Black Lives Matter by Marta Nammack

“This is of the moment, and sort of sums up the zeitgeist of where we’re at. If you look at this piece maybe thirty years down the road it will be like that [Bernie Boston] photograph of the protester during the Viet Nam War sticking a daisy in the rifle barrel of the National Guardsman. Compositionally, the variety of type—the colors it is in and how things are written—is very active. I love the way the artist placed the young child in the upper right corner. That tree and the apartment building, which represents domicile—family and home—conflicts with him sitting on this hard surface. A lot of things come together to make this a striking piece. “


Inyanga by Kathlyn Avila Reyes

“This came out of left field. My first impression of this was, is it sculpture or is it pottery? I’m glad there were photos of it from different angles that allowed me to see the back of it and the details. The use of a variety of materials is inventive. It’s just spectacular.”


Rivers Edge by Rana Geralis  

“This has a certain gravitas of fine painting. It reminds me of a Cézanne landscape, There’s a certain shape language it has that shows me that this artist can paint. But it also has a cubist feel to it. I just love the colors and the feel of it, but also the technique and the bravado of the painting seemed very effortless.” 


Saturday Morning by Sally Davies

“This one appeals to the illustrator in me and my love for the art. The perspective is what makes this. If it was [a straightforward view of] two people sitting at a table it would be boring. I like the way that it’s centered on this radial—this table—and the variety of shapes going around it, and then those long, warm shadows. It doesn’t represent anything earth-shattering, but it is very humanistic. It’s a small moment that the artist did a really beautiful job of capturing. The point-of-view doesn’t overwhelm the moment.”


Scaffolding on 4th by Sue Canuteson

 “I like the way everything clicks together—the shape, the type over the top, the notes of red, the grey background, and whatever it is over the top that looks like it could be string. It’s flat but it’s got depth, and the fact that it’s called Scaffolding on 4th is mysterious to me. It seems like it’s wanting to be a landscape, but it’s an abstraction. It’s not overdone, beautifully designed. The title sort of activates the image and you think, yeah, it is a little bit like scaffolding, some little spindly form that you walk under on sidewalks.”


Five Things that Feed Mark Bischel’s Creative Life

1. Life Drawing — “After working on highly art directed illustrations or getting too caught up in my work, I grab whatever drawing tool I have handy and head out to one of the studios in the city to join others in a night of life drawing. I expect that this is the night I will do the worst drawing ever! After a vigorous 3-hour session I feel present and relaxed, and when I return to my work the next day it is with new eyes.”

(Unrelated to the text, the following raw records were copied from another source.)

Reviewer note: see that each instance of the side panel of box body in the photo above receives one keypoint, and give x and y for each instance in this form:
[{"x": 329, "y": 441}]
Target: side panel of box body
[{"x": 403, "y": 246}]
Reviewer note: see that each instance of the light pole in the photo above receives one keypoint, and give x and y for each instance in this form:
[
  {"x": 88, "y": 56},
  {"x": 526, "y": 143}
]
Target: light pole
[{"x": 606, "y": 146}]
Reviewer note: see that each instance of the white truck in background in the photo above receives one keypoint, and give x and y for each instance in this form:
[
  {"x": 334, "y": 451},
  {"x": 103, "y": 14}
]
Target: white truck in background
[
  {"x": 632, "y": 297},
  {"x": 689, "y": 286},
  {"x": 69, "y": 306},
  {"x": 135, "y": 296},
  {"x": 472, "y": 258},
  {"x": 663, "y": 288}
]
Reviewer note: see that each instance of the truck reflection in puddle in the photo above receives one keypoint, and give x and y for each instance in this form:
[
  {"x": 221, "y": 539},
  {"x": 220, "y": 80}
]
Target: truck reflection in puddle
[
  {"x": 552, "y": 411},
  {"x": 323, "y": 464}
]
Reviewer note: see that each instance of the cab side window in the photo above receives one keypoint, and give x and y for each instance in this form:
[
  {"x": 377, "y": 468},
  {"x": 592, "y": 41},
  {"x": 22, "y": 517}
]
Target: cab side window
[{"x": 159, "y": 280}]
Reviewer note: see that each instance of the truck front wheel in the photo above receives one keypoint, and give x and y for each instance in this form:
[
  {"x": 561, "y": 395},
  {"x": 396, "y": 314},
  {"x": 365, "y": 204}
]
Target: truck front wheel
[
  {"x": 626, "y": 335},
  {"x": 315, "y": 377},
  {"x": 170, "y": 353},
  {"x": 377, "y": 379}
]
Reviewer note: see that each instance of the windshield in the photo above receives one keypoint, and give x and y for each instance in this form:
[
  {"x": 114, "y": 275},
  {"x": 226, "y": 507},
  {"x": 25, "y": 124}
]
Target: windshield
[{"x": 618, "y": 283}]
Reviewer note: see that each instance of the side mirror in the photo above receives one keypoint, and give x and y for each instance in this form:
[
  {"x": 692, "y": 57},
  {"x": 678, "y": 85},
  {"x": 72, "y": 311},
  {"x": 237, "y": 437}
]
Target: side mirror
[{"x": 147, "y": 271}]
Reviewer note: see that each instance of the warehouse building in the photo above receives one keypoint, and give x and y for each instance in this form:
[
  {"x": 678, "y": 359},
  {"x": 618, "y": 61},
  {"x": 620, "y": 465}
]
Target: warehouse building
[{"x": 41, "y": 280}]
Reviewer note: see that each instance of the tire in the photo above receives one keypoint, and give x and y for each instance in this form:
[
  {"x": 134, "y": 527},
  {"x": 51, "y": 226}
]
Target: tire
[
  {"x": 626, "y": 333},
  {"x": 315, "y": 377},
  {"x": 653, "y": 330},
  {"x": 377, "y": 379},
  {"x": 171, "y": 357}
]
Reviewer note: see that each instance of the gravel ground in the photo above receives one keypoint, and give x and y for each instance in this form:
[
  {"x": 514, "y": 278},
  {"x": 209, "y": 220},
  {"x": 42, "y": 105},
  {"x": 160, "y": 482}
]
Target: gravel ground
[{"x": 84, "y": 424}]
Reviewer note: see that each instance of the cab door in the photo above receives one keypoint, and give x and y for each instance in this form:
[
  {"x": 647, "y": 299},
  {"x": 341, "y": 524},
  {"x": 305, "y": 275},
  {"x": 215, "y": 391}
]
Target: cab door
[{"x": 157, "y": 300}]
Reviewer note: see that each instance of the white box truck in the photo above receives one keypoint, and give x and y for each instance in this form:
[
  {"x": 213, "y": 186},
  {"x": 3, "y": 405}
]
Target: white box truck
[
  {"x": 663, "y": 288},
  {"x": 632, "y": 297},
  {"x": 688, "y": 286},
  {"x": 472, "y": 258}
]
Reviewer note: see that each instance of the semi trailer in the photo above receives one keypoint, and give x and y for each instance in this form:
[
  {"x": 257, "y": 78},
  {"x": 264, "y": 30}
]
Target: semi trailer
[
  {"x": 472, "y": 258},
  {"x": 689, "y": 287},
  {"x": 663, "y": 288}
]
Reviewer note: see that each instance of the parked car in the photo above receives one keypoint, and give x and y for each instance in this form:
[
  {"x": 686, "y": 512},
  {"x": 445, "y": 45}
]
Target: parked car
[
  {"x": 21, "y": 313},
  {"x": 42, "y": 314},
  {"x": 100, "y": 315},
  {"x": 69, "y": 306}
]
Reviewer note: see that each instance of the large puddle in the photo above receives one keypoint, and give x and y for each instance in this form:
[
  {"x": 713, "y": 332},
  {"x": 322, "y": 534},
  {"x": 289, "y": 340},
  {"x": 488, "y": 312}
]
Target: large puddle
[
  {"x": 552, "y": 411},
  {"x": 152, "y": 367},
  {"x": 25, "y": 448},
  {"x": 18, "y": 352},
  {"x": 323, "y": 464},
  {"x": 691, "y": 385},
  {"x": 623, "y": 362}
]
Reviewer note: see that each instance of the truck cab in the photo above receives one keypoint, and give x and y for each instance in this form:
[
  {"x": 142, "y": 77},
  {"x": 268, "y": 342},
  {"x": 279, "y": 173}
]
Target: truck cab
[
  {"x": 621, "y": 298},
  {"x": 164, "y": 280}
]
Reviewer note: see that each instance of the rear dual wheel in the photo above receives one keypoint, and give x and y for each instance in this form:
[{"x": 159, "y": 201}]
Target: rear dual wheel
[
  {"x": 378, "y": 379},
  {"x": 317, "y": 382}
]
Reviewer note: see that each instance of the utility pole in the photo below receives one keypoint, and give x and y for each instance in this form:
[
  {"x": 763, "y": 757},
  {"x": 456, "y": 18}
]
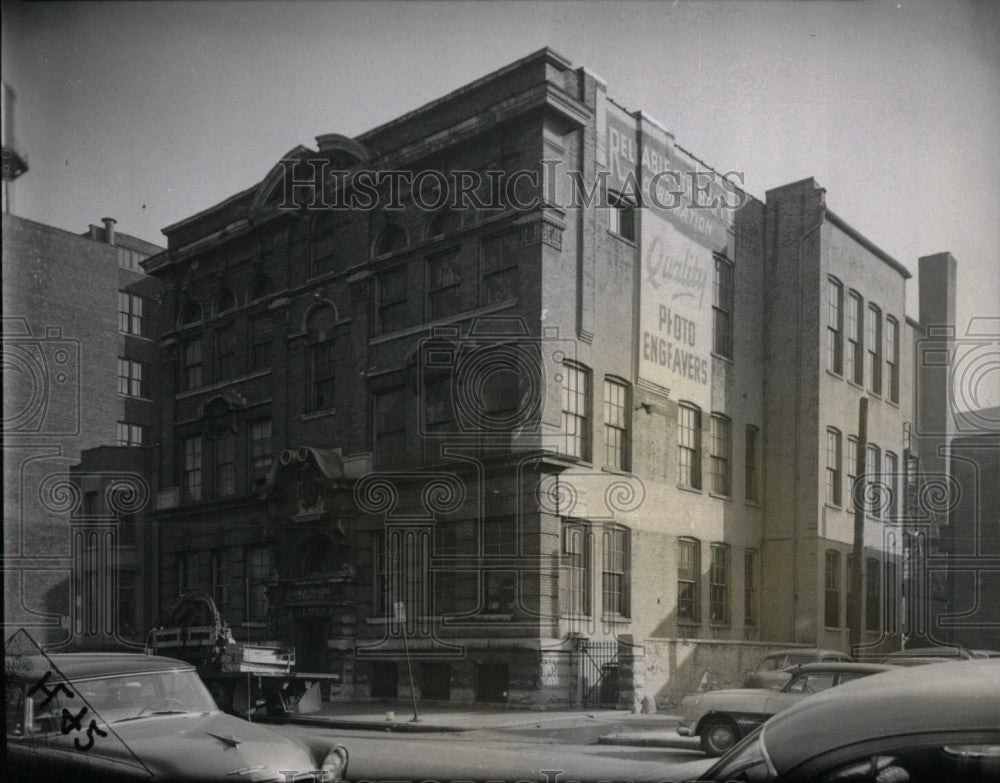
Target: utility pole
[{"x": 855, "y": 613}]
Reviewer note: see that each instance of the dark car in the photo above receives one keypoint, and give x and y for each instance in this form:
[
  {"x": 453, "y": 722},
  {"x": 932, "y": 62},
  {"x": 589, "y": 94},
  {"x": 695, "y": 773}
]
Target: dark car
[
  {"x": 909, "y": 725},
  {"x": 121, "y": 716},
  {"x": 721, "y": 717},
  {"x": 775, "y": 668}
]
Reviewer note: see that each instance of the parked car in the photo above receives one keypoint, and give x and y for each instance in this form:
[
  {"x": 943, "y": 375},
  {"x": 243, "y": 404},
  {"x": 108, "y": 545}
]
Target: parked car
[
  {"x": 720, "y": 718},
  {"x": 121, "y": 716},
  {"x": 775, "y": 669},
  {"x": 932, "y": 723}
]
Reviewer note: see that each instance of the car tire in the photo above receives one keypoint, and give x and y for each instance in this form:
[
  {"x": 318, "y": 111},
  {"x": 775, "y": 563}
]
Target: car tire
[{"x": 718, "y": 735}]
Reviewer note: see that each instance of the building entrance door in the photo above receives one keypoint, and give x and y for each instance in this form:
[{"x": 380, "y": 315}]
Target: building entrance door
[{"x": 310, "y": 645}]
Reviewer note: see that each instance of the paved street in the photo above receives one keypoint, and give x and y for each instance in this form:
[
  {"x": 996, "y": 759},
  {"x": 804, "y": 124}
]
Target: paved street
[{"x": 558, "y": 748}]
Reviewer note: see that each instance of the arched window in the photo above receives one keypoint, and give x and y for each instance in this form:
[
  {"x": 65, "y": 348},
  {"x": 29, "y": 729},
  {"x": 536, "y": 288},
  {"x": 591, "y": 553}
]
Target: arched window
[
  {"x": 391, "y": 239},
  {"x": 322, "y": 358}
]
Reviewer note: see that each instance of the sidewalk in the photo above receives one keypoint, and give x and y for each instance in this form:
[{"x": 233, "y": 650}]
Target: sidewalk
[{"x": 641, "y": 730}]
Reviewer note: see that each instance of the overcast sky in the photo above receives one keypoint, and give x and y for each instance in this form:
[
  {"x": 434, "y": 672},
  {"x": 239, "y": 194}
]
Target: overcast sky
[{"x": 149, "y": 112}]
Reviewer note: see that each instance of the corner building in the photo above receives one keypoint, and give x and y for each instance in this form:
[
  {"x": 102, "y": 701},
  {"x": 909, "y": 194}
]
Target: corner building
[{"x": 564, "y": 451}]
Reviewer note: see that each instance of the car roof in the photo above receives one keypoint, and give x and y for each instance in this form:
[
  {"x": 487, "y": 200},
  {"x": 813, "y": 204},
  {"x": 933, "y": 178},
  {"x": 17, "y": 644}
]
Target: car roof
[
  {"x": 83, "y": 666},
  {"x": 955, "y": 695},
  {"x": 842, "y": 666}
]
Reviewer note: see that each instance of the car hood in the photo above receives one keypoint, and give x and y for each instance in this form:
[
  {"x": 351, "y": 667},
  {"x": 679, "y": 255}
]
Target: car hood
[{"x": 205, "y": 746}]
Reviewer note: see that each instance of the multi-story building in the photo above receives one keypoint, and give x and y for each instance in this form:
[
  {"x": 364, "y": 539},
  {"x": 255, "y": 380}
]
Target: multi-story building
[
  {"x": 79, "y": 369},
  {"x": 554, "y": 404}
]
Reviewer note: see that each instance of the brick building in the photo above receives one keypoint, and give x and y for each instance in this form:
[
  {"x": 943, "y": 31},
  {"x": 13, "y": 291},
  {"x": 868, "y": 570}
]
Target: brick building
[
  {"x": 79, "y": 366},
  {"x": 565, "y": 451}
]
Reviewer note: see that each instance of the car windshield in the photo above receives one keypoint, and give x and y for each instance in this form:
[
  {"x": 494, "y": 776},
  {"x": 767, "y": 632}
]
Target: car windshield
[{"x": 141, "y": 695}]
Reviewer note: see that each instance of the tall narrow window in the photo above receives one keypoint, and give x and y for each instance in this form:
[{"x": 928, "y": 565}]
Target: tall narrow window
[
  {"x": 852, "y": 469},
  {"x": 855, "y": 345},
  {"x": 615, "y": 577},
  {"x": 688, "y": 580},
  {"x": 575, "y": 592},
  {"x": 890, "y": 484},
  {"x": 834, "y": 326},
  {"x": 689, "y": 446},
  {"x": 833, "y": 463},
  {"x": 258, "y": 569},
  {"x": 191, "y": 363},
  {"x": 718, "y": 588},
  {"x": 722, "y": 308},
  {"x": 892, "y": 358},
  {"x": 225, "y": 464},
  {"x": 191, "y": 468},
  {"x": 390, "y": 427},
  {"x": 873, "y": 595},
  {"x": 616, "y": 424},
  {"x": 392, "y": 299},
  {"x": 721, "y": 449},
  {"x": 576, "y": 411},
  {"x": 444, "y": 286},
  {"x": 322, "y": 358},
  {"x": 750, "y": 587},
  {"x": 225, "y": 352},
  {"x": 831, "y": 613},
  {"x": 752, "y": 474},
  {"x": 261, "y": 332},
  {"x": 874, "y": 349},
  {"x": 873, "y": 477},
  {"x": 500, "y": 270}
]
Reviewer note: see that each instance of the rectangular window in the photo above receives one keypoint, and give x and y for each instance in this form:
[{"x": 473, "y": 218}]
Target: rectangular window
[
  {"x": 752, "y": 475},
  {"x": 616, "y": 424},
  {"x": 721, "y": 448},
  {"x": 718, "y": 587},
  {"x": 874, "y": 349},
  {"x": 750, "y": 587},
  {"x": 615, "y": 571},
  {"x": 621, "y": 216},
  {"x": 258, "y": 574},
  {"x": 191, "y": 364},
  {"x": 191, "y": 468},
  {"x": 873, "y": 595},
  {"x": 131, "y": 378},
  {"x": 833, "y": 466},
  {"x": 130, "y": 314},
  {"x": 835, "y": 326},
  {"x": 390, "y": 427},
  {"x": 322, "y": 366},
  {"x": 260, "y": 447},
  {"x": 873, "y": 478},
  {"x": 225, "y": 464},
  {"x": 225, "y": 352},
  {"x": 443, "y": 286},
  {"x": 689, "y": 446},
  {"x": 892, "y": 358},
  {"x": 688, "y": 580},
  {"x": 500, "y": 271},
  {"x": 261, "y": 332},
  {"x": 575, "y": 411},
  {"x": 392, "y": 299},
  {"x": 722, "y": 308},
  {"x": 891, "y": 485},
  {"x": 855, "y": 346},
  {"x": 852, "y": 469},
  {"x": 574, "y": 596},
  {"x": 831, "y": 612}
]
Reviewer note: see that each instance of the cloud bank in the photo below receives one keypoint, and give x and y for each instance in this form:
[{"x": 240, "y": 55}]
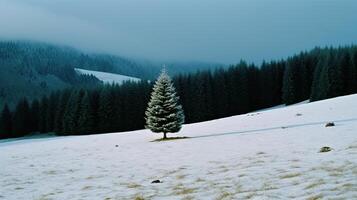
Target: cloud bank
[{"x": 206, "y": 30}]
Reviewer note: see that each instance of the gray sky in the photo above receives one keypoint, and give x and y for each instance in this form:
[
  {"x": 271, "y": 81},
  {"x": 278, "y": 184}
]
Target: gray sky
[{"x": 202, "y": 30}]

2. Space, Time, and Effort — “Things will never be perfect, but I find I can do a lot of work over time if I consistently use the available resources I have. It may sound trite, but it works for me.”

3. My Students — “I’ve been a drawing teacher for a few decades now and this responsibility forces me to constantly evaluate what is important in the act of thinking and drawing. Also, just when I think I’ve seen it all in a jaded sort of way, a student will amaze me with work with deep insight.”

4. A Deadline — “I don’t always feel very creative working on my own, so there is nothing better than getting a call for a project for a client, or another opportunity with a deadline. Working with others, especially collaborating with art directors I respect, activates the best in my work.”

5. My Wife — “Every artist should be blessed with at least one other artist they can share their work process with, and in my life it is the artist and teacher Annette Rusin. She has an incisive, unsentimental eye and I often strongly disagree with her assessments on what would make a particular work of mine stronger. Then I go back to my space and make the changes.”